It has been a significant week for the UAE’s environmental efforts. As well as the inaugural two-day UAE Climate Tech event taking place in Abu Dhabi, it was confirmed on Monday that funding for an initiative led by the Emirates and the US to develop climate-friendly farming has grown to more than $13 billion, passing the $10bn target set for Cop28, the global climate change summit to be held in the UAE later this year.
In a wide-ranging speech to the Climate Tech gathering yesterday, Cop28 President-designate Dr Sultan Al Jaber discussed key elements of the UAE’s climate policy, talking about solar power, hydrogen technology and carbon capture. Importantly, he also highlighted how the right approaches could cut emissions while supporting a sustainable, low-carbon economy. The focus was on the need to cut emissions, not progress, with a prioritisation of sustainable economic developments.
These two developments point to a comprehensive and multifaceted approach to the world’s rapidly changing environment. The Abu Dhabi event involves pivotal UAE players, such as Adnoc and Masdar, joining more than 100 companies, executives and senior energy industry figures to discuss practical, cutting-edge technological solutions to global warming. These include robotics and AI, carbon capture, digitalisation, alternative fuels, hydrogen, as well as new and low-carbon energy initiatives.
On the other hand, the UAE – a country with a relatively modest agricultural sector – is taking a leading role in the 50-country Agriculture Innovation Mission for Climate, or Aim for Climate, programme to build more resilient and sustainable food-production and supply networks, as well as cutting agricultural emissions. The billions in funding commitments secured this week will go towards, among other things, initiatives to support smallholder farmers, emerging technologies and methane reduction. This is an important sector to focus on – agriculture plays a critical part of global warming and in 2021, the World Bank called it “a major part of the climate problem” that generates between 19 and 29 per cent of total greenhouse gas emissions.
Informing both these aspects of climate-related work is a healthy dose of realism when it comes to overnight change and the importance of maintaining economic growth.
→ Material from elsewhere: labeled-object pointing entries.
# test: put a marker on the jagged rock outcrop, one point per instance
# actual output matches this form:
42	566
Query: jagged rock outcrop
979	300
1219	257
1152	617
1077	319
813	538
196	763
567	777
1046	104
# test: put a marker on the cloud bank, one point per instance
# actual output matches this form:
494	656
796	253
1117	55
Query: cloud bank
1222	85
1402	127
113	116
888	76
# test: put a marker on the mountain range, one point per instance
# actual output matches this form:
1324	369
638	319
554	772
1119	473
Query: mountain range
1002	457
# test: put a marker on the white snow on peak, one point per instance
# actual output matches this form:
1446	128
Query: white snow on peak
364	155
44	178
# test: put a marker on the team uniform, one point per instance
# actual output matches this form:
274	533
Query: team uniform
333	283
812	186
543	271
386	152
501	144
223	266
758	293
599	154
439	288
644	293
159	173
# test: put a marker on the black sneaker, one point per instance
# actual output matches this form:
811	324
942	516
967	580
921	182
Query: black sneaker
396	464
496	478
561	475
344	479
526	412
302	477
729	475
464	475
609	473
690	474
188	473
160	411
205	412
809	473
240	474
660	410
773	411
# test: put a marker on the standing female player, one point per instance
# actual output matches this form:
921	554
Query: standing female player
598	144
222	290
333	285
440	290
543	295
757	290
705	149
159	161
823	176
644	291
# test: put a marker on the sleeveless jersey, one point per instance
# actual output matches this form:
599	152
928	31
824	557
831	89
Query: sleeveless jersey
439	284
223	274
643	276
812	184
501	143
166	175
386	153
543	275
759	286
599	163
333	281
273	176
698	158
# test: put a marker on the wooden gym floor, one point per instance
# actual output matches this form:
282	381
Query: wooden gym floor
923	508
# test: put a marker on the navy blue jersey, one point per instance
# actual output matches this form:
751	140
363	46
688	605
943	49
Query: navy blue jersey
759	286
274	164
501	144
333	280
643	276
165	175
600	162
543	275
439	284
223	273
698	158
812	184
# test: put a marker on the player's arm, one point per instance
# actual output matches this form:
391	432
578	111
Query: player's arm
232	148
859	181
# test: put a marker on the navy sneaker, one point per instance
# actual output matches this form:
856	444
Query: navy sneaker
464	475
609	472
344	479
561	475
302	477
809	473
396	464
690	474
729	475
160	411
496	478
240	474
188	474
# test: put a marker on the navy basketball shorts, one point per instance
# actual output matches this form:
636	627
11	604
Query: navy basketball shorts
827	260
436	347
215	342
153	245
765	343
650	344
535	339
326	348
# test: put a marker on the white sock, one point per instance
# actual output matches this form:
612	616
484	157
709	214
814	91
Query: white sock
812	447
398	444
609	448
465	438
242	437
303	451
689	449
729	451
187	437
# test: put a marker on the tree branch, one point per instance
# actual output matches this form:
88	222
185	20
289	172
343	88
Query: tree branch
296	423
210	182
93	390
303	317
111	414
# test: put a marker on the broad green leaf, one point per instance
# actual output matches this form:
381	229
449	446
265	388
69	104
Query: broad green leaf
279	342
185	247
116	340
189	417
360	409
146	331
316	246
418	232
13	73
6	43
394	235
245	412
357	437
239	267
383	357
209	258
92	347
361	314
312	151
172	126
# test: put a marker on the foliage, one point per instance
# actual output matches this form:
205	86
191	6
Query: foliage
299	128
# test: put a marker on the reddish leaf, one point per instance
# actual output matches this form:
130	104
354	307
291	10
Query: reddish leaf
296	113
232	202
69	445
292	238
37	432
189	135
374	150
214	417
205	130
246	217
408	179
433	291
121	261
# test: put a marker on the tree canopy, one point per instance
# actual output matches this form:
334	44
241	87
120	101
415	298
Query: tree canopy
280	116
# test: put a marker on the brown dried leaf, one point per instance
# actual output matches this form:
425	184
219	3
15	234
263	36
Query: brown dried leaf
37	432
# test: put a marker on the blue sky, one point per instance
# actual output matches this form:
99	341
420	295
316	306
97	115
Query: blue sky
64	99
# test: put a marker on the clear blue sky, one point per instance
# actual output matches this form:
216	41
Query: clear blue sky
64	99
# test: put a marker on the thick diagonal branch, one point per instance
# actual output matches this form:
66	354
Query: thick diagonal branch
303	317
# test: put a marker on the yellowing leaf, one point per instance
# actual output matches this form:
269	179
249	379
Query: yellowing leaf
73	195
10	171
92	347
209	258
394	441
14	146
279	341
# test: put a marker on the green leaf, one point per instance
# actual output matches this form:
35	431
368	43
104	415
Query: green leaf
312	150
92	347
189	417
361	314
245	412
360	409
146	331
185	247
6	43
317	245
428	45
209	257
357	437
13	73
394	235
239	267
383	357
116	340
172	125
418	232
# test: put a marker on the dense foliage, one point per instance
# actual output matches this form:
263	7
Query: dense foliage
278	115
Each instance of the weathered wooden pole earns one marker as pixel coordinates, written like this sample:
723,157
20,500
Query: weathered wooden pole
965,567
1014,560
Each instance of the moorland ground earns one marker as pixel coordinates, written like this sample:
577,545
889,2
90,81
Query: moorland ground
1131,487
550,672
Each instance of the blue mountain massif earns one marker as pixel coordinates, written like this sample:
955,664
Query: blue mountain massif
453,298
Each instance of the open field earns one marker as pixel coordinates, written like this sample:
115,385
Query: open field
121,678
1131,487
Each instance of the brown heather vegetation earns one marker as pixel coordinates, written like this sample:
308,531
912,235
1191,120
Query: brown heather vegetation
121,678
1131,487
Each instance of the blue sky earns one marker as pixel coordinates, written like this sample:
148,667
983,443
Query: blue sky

Regarding agriculture, there is an understanding that the world still needs industrial levels of farming to feed billions of people and support national economies as well as countless local livelihoods. It is a question of mitigating agriculture’s worst by-products and developing newer, smarter and more sustainable ways of producing enough food for everyone, as well as cutting food waste – another issue that the UAE has been focusing a considerable amount of energy on.
Similarly, Dr Al Jaber – who is also the Minister of Industry and Advanced Technology – when addressing the CERAWeek energy conference in Houston, Texas in March, pointed out that “for high-emitting sectors, renewable energy is just not going to be enough”. And after completing a two-day trip to China last month, he said: "We need to explore every available option. It is not renewables or hydrogen or nuclear or carbon capture or only using the least carbon-intensive oil and gas. It is all of the above, plus new technologies yet to be invented, commercialised and deployed.”
The challenges are considerable but the energy and time being invested in practical solutions to the problems thrown up by climate change should be reassuring. Steering clear of quick fixes or approaches that leave behind the developing world is a wise path to take. What this week shows is that when it comes to the interrelated challenges posed by man-made climate change, the UAE is joining the dots.